Impressions esthétiques

Si tôt rentré d’Art Basel, et frappé par l’élégance dégagée par les œuvres d’Ettore Spaletti, je me suis décidé à vous faire découvrir d’autres figures majeures de l’art contemporain italien de la seconde partie du XXème siècle. Cachotier comme je suis, je me suis bien gardé de vous parler d‘Agostino Bonalumi et d’Enrico Castellani représentés à Art Basel…c’est que j’avais gardé le meilleur pour la fin! De prime abord ma rencontre avec la toile Bleu, Sans titre, 1971 d’Agostino Bonalumi me remplit d’une heureuse impression visuelle. – plusieurs toiles portent le même nom, celle présentée à Bâle ressemble à la photo ci-dessous mais ce n’est pas exactement celle que j’ai vue, avis aux amateurs pour retrouver l’original !

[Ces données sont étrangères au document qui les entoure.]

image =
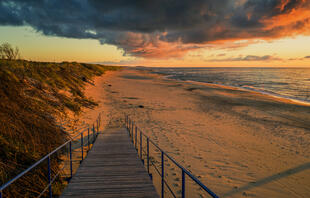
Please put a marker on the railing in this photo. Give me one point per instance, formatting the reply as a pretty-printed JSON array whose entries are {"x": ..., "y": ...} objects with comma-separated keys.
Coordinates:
[
  {"x": 58, "y": 167},
  {"x": 158, "y": 161}
]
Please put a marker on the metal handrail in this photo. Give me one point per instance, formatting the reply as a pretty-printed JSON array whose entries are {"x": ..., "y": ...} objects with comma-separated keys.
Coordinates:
[
  {"x": 95, "y": 132},
  {"x": 130, "y": 125}
]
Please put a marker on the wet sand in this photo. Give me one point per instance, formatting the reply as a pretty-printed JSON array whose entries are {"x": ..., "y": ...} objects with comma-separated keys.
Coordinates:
[{"x": 239, "y": 143}]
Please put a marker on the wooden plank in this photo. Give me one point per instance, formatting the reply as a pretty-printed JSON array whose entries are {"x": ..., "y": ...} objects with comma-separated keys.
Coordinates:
[{"x": 111, "y": 169}]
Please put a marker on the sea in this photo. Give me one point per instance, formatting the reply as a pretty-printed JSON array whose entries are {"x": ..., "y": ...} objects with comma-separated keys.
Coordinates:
[{"x": 291, "y": 83}]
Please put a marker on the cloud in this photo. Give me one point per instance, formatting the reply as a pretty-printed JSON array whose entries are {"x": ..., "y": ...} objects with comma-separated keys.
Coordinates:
[
  {"x": 161, "y": 28},
  {"x": 247, "y": 58}
]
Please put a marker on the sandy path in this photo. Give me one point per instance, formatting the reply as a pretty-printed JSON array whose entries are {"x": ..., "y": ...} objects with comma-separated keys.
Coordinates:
[{"x": 239, "y": 143}]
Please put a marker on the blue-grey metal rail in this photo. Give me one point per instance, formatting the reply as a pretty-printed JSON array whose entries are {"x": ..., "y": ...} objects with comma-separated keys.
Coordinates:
[
  {"x": 79, "y": 137},
  {"x": 133, "y": 132}
]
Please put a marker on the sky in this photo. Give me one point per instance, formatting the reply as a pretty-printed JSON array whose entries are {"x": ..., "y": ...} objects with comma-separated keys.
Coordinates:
[{"x": 160, "y": 33}]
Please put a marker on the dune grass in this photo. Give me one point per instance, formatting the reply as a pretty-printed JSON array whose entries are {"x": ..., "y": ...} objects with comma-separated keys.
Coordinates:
[{"x": 32, "y": 96}]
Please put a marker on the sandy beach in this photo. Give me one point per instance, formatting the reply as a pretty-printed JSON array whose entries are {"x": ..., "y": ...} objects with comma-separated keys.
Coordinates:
[{"x": 238, "y": 143}]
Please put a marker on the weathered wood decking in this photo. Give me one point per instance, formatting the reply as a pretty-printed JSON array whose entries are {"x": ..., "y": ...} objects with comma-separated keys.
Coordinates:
[{"x": 111, "y": 169}]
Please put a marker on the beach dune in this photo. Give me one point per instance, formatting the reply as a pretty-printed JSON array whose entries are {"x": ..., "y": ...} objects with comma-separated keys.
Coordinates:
[{"x": 239, "y": 143}]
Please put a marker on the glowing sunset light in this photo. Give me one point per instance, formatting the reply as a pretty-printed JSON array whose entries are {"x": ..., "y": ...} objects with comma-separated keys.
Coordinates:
[{"x": 161, "y": 33}]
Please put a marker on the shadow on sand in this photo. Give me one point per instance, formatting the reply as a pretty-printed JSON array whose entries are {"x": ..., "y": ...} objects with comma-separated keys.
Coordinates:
[{"x": 266, "y": 180}]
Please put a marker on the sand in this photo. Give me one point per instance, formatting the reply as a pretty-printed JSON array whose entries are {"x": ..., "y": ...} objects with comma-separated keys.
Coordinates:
[{"x": 238, "y": 143}]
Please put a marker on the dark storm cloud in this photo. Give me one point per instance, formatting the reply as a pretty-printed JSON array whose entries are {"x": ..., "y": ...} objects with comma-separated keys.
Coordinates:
[{"x": 138, "y": 26}]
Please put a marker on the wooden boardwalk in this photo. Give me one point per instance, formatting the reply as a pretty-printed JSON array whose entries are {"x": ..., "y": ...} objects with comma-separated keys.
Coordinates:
[{"x": 111, "y": 169}]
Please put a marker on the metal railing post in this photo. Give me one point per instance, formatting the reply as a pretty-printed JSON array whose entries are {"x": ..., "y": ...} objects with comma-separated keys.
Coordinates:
[
  {"x": 70, "y": 159},
  {"x": 162, "y": 175},
  {"x": 88, "y": 139},
  {"x": 140, "y": 145},
  {"x": 82, "y": 146},
  {"x": 97, "y": 126},
  {"x": 148, "y": 155},
  {"x": 93, "y": 133},
  {"x": 49, "y": 176},
  {"x": 132, "y": 130},
  {"x": 183, "y": 184}
]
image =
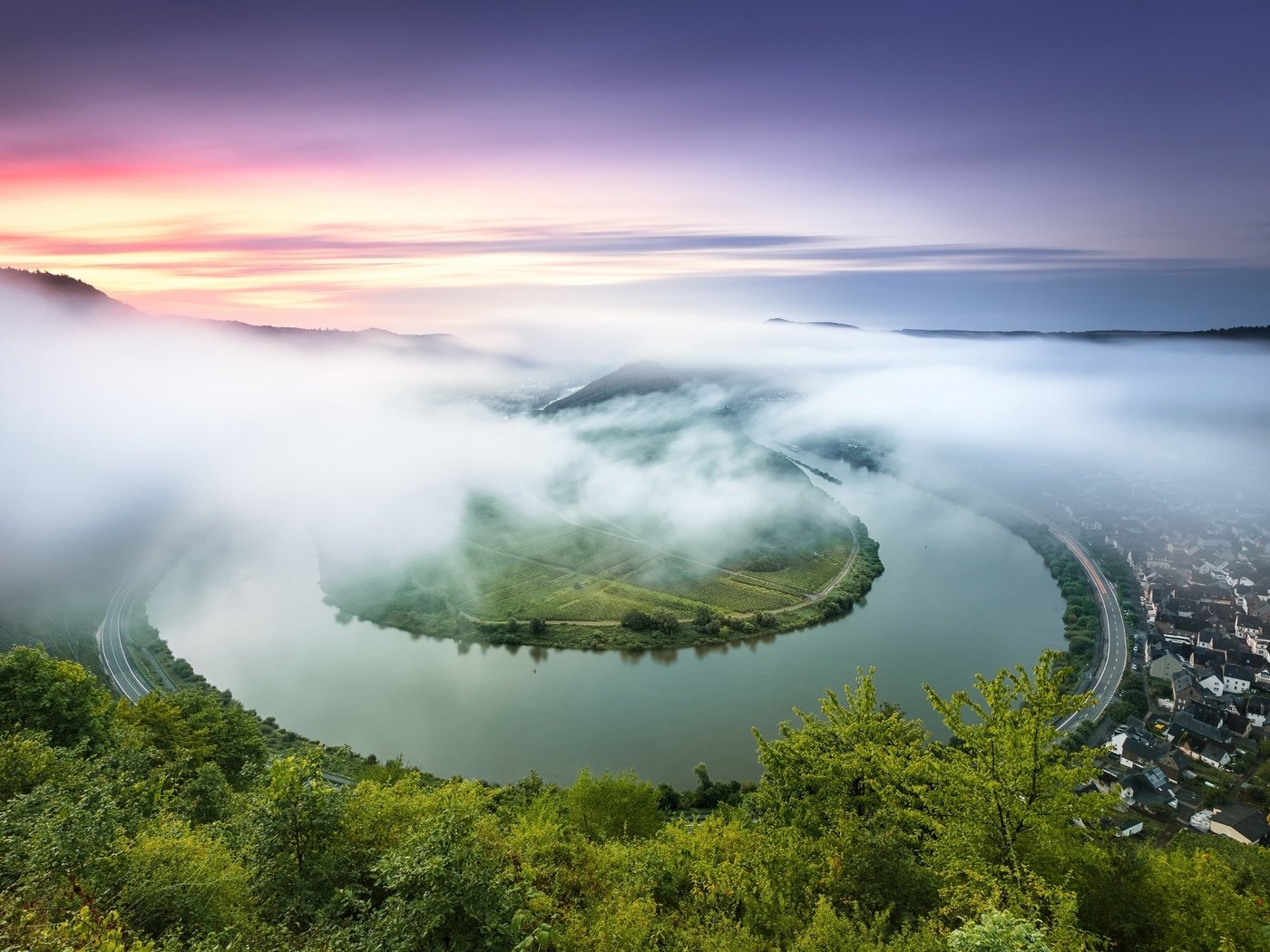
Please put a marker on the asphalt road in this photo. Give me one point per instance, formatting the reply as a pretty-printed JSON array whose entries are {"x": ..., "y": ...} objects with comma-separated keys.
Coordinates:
[
  {"x": 1113, "y": 651},
  {"x": 127, "y": 679}
]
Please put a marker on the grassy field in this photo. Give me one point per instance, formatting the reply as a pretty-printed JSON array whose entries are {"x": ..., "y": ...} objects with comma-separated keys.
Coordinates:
[
  {"x": 581, "y": 581},
  {"x": 552, "y": 570}
]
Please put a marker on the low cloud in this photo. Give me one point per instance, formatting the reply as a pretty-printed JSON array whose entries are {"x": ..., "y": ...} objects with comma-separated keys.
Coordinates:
[{"x": 376, "y": 450}]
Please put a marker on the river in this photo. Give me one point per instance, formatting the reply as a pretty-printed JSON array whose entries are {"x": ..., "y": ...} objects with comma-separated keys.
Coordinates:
[{"x": 959, "y": 594}]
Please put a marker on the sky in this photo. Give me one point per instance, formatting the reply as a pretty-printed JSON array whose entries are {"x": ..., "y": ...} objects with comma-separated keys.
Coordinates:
[{"x": 475, "y": 168}]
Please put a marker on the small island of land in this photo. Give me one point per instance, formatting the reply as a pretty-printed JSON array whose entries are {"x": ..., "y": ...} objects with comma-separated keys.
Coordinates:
[{"x": 552, "y": 573}]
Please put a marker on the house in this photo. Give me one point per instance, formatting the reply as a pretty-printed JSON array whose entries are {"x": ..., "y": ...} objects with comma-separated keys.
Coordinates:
[
  {"x": 1215, "y": 755},
  {"x": 1187, "y": 723},
  {"x": 1241, "y": 822},
  {"x": 1236, "y": 679},
  {"x": 1210, "y": 681},
  {"x": 1147, "y": 787},
  {"x": 1185, "y": 689},
  {"x": 1257, "y": 711},
  {"x": 1128, "y": 827},
  {"x": 1167, "y": 665},
  {"x": 1203, "y": 821}
]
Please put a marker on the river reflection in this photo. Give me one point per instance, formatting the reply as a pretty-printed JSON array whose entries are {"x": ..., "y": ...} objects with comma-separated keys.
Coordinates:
[{"x": 959, "y": 596}]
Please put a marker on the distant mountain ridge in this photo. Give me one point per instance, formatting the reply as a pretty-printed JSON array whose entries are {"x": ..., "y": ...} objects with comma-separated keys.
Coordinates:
[
  {"x": 82, "y": 298},
  {"x": 630, "y": 380},
  {"x": 76, "y": 295},
  {"x": 1247, "y": 333}
]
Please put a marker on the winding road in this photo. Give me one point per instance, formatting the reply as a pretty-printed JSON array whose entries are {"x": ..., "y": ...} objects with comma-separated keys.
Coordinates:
[
  {"x": 127, "y": 679},
  {"x": 1113, "y": 651}
]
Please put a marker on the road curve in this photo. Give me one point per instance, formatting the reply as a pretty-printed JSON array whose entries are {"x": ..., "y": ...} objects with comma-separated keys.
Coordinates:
[
  {"x": 1113, "y": 653},
  {"x": 123, "y": 673}
]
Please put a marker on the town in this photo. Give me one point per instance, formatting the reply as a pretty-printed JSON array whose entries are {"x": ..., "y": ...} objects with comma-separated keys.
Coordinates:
[{"x": 1197, "y": 753}]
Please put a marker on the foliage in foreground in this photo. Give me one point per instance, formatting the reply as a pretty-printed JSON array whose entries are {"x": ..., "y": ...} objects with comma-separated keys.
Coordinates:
[{"x": 161, "y": 825}]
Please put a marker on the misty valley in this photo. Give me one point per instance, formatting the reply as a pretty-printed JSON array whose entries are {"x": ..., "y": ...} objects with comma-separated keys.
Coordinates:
[{"x": 321, "y": 573}]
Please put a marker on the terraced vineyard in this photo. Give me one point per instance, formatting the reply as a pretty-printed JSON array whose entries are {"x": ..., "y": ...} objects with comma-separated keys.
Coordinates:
[
  {"x": 575, "y": 573},
  {"x": 558, "y": 574}
]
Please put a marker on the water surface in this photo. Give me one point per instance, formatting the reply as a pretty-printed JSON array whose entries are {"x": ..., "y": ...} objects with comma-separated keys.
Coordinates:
[{"x": 959, "y": 596}]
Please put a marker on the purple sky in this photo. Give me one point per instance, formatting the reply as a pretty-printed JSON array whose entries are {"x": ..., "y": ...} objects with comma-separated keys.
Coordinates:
[{"x": 918, "y": 164}]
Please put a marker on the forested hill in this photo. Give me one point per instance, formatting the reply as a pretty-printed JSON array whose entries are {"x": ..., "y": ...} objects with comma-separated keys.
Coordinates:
[
  {"x": 164, "y": 825},
  {"x": 629, "y": 380}
]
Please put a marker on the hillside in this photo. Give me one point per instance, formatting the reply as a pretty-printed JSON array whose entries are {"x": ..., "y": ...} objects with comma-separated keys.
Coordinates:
[
  {"x": 630, "y": 380},
  {"x": 165, "y": 825},
  {"x": 83, "y": 300},
  {"x": 552, "y": 571}
]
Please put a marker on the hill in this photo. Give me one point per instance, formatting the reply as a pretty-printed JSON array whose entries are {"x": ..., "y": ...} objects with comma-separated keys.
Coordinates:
[
  {"x": 1253, "y": 334},
  {"x": 82, "y": 300},
  {"x": 555, "y": 571},
  {"x": 629, "y": 380}
]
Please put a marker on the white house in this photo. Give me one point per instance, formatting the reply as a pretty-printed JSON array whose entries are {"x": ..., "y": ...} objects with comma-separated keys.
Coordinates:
[
  {"x": 1210, "y": 681},
  {"x": 1236, "y": 679}
]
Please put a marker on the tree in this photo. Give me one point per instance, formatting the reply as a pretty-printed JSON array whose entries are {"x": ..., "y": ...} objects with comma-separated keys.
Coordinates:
[
  {"x": 174, "y": 878},
  {"x": 859, "y": 757},
  {"x": 613, "y": 806},
  {"x": 447, "y": 884},
  {"x": 1006, "y": 801},
  {"x": 289, "y": 831},
  {"x": 42, "y": 694}
]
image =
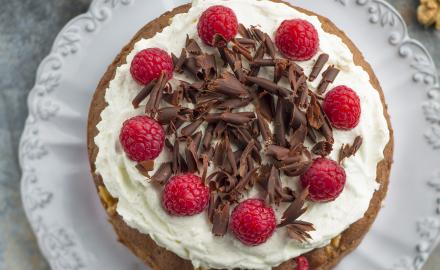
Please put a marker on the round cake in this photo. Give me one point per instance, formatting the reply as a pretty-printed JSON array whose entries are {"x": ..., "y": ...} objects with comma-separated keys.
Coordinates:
[{"x": 240, "y": 134}]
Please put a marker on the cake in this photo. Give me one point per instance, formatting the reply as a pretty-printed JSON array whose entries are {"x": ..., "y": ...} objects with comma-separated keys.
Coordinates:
[{"x": 240, "y": 134}]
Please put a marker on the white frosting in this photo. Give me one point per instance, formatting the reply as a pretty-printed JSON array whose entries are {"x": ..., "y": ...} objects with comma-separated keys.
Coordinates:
[{"x": 190, "y": 237}]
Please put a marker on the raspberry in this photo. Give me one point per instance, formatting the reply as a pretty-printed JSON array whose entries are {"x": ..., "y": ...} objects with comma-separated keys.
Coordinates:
[
  {"x": 149, "y": 63},
  {"x": 325, "y": 179},
  {"x": 342, "y": 107},
  {"x": 297, "y": 39},
  {"x": 217, "y": 20},
  {"x": 253, "y": 222},
  {"x": 185, "y": 195},
  {"x": 302, "y": 263},
  {"x": 142, "y": 138}
]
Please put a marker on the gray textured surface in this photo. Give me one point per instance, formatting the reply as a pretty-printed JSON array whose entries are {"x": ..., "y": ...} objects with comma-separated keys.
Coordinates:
[{"x": 27, "y": 30}]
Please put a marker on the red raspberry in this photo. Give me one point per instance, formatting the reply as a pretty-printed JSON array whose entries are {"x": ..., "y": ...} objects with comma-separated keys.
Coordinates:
[
  {"x": 185, "y": 195},
  {"x": 142, "y": 138},
  {"x": 297, "y": 39},
  {"x": 149, "y": 63},
  {"x": 219, "y": 20},
  {"x": 253, "y": 222},
  {"x": 302, "y": 263},
  {"x": 343, "y": 108},
  {"x": 325, "y": 179}
]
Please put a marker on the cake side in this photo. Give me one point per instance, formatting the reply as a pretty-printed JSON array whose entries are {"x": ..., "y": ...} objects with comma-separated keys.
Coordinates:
[{"x": 349, "y": 238}]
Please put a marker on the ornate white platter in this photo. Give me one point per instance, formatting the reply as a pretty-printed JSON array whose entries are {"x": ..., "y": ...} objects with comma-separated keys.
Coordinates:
[{"x": 57, "y": 190}]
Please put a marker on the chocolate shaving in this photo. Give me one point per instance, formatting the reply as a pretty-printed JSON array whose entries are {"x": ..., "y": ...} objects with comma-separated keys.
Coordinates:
[
  {"x": 259, "y": 54},
  {"x": 220, "y": 219},
  {"x": 162, "y": 175},
  {"x": 279, "y": 126},
  {"x": 350, "y": 150},
  {"x": 191, "y": 128},
  {"x": 219, "y": 153},
  {"x": 244, "y": 32},
  {"x": 269, "y": 45},
  {"x": 192, "y": 46},
  {"x": 238, "y": 48},
  {"x": 263, "y": 126},
  {"x": 208, "y": 67},
  {"x": 143, "y": 94},
  {"x": 178, "y": 62},
  {"x": 328, "y": 77},
  {"x": 246, "y": 42},
  {"x": 269, "y": 86},
  {"x": 238, "y": 118},
  {"x": 228, "y": 85},
  {"x": 243, "y": 169},
  {"x": 266, "y": 105},
  {"x": 314, "y": 114},
  {"x": 295, "y": 209},
  {"x": 191, "y": 155},
  {"x": 176, "y": 161},
  {"x": 322, "y": 148},
  {"x": 234, "y": 103},
  {"x": 319, "y": 65}
]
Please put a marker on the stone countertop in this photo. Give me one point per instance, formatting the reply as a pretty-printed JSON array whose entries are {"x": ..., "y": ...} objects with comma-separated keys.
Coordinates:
[{"x": 27, "y": 30}]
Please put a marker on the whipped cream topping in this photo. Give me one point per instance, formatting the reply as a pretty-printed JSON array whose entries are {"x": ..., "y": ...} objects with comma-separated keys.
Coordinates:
[{"x": 139, "y": 202}]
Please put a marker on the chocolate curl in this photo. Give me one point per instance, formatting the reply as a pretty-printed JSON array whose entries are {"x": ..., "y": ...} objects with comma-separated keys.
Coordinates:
[
  {"x": 162, "y": 175},
  {"x": 208, "y": 67},
  {"x": 207, "y": 138},
  {"x": 234, "y": 103},
  {"x": 193, "y": 67},
  {"x": 244, "y": 32},
  {"x": 143, "y": 94},
  {"x": 259, "y": 54},
  {"x": 264, "y": 128},
  {"x": 191, "y": 128},
  {"x": 178, "y": 62},
  {"x": 243, "y": 169},
  {"x": 319, "y": 65},
  {"x": 242, "y": 51},
  {"x": 269, "y": 86},
  {"x": 296, "y": 79},
  {"x": 322, "y": 148},
  {"x": 246, "y": 42},
  {"x": 228, "y": 85},
  {"x": 279, "y": 127},
  {"x": 192, "y": 158},
  {"x": 220, "y": 219},
  {"x": 192, "y": 46},
  {"x": 239, "y": 118},
  {"x": 219, "y": 153},
  {"x": 230, "y": 157},
  {"x": 266, "y": 105},
  {"x": 269, "y": 45},
  {"x": 277, "y": 152},
  {"x": 176, "y": 161},
  {"x": 328, "y": 77},
  {"x": 314, "y": 113}
]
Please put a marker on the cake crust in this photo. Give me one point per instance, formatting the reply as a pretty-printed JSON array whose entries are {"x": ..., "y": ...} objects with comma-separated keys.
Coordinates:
[{"x": 159, "y": 258}]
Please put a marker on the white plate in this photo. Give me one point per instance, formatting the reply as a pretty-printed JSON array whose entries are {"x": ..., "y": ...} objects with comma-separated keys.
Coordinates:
[{"x": 57, "y": 190}]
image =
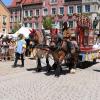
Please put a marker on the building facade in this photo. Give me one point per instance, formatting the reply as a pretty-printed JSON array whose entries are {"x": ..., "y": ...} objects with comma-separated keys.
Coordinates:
[
  {"x": 30, "y": 13},
  {"x": 4, "y": 18}
]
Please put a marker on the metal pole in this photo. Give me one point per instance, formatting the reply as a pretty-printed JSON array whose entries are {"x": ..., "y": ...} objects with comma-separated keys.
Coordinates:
[{"x": 21, "y": 15}]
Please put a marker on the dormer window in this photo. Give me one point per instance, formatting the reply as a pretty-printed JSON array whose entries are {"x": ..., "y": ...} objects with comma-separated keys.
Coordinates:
[
  {"x": 37, "y": 12},
  {"x": 18, "y": 0},
  {"x": 53, "y": 1},
  {"x": 54, "y": 11}
]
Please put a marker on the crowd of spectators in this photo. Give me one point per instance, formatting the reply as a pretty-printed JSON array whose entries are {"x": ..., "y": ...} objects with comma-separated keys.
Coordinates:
[{"x": 7, "y": 48}]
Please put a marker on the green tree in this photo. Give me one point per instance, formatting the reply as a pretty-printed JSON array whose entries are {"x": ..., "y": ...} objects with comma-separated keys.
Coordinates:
[{"x": 47, "y": 22}]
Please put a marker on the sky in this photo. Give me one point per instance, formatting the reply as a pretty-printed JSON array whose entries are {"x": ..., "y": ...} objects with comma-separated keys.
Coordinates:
[{"x": 7, "y": 2}]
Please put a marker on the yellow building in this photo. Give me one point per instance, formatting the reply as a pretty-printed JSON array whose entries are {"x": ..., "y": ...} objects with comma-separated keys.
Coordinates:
[{"x": 4, "y": 18}]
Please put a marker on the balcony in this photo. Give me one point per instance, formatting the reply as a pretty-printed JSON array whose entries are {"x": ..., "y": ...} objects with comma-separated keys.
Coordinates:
[{"x": 72, "y": 2}]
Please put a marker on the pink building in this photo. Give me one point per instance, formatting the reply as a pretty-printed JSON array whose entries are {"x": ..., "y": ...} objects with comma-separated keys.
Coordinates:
[{"x": 30, "y": 13}]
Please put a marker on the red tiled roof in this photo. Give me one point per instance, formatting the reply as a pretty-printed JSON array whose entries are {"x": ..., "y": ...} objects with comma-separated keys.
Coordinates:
[{"x": 25, "y": 2}]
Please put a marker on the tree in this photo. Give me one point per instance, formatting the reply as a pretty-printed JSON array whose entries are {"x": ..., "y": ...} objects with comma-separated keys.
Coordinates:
[
  {"x": 95, "y": 23},
  {"x": 47, "y": 22}
]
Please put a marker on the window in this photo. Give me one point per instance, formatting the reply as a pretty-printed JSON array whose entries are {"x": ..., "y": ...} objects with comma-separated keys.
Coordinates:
[
  {"x": 45, "y": 11},
  {"x": 79, "y": 9},
  {"x": 71, "y": 10},
  {"x": 61, "y": 10},
  {"x": 53, "y": 1},
  {"x": 25, "y": 24},
  {"x": 60, "y": 24},
  {"x": 26, "y": 13},
  {"x": 87, "y": 8},
  {"x": 4, "y": 19},
  {"x": 4, "y": 30},
  {"x": 36, "y": 25},
  {"x": 31, "y": 12},
  {"x": 71, "y": 24},
  {"x": 54, "y": 11},
  {"x": 30, "y": 25},
  {"x": 37, "y": 12}
]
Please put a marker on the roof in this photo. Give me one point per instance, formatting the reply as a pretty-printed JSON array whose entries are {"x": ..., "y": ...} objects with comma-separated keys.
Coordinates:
[
  {"x": 24, "y": 2},
  {"x": 4, "y": 6}
]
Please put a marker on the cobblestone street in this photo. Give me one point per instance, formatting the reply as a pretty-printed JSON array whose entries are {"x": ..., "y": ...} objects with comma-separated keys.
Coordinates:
[{"x": 24, "y": 84}]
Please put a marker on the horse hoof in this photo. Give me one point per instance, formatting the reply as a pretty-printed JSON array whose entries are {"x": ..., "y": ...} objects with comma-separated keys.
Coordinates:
[
  {"x": 72, "y": 71},
  {"x": 57, "y": 76},
  {"x": 38, "y": 70}
]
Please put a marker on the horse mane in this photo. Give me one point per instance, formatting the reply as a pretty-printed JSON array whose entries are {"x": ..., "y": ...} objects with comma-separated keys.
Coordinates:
[{"x": 39, "y": 36}]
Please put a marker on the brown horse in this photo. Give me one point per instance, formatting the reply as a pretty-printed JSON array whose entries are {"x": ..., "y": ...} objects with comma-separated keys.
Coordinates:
[{"x": 60, "y": 52}]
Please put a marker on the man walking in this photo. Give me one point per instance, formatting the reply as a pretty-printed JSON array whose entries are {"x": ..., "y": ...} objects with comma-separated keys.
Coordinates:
[{"x": 20, "y": 50}]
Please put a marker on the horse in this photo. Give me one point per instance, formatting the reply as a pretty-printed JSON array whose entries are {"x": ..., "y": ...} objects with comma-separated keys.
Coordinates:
[
  {"x": 60, "y": 52},
  {"x": 40, "y": 49}
]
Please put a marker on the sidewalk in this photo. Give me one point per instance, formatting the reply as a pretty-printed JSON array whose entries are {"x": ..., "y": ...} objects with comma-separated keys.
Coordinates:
[{"x": 21, "y": 84}]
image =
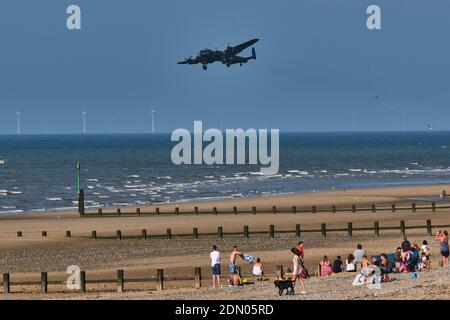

Augusto BONALUMI, bleu, sans titre

Agostino BONALUMI, Bleu, sans titre

J’aime l’esthétique des toiles monochromes, pour peu qu’elles vous racontent quelque chose. Or, Bonalumi, je ne connaissais pas. Une toile d’un fond bleu intense, avec en relief une forme triangulaire dont on devine le travail d’intégration au dos. Une œuvre plastiquement très réussie, j’étais sous le charme, jusqu’à découvrir une autre toile, Superficie Alluminio, 1969, d’Enrico Castellani. ↓

                                                 

Enrico Catellani, Superficie Alluminio, 1968

Enrico Catellani, Superficie alluminio, 1968

Là encore une magie harmonieuse s’opère, mêlant le chic de l’argenté à l’aspect « capitonné » de la toile, magnifique !

Une nouvelle approche visuelle de la peinture

Enrico Castellani  est né en 1930 à Castelmassa (Rovigo), il vit et travaille à Celleno (Viterbe). Rapidement il fonde avec Enrico Castellani et Piero Manzoni un groupe partageant des idées et valeurs communes. En particulier ils créent la Galerie azimut ainsi que la revue du même nom, dans laquelle s’expriment les courant avants-gardistes internationaux. Les œuvres de cette génération artistique sont facilement reconnaissables : fonds monochromes – souvent du blanc – et surface de la toile tendue de l’extérieur vers l’intérieur ou vice-versa.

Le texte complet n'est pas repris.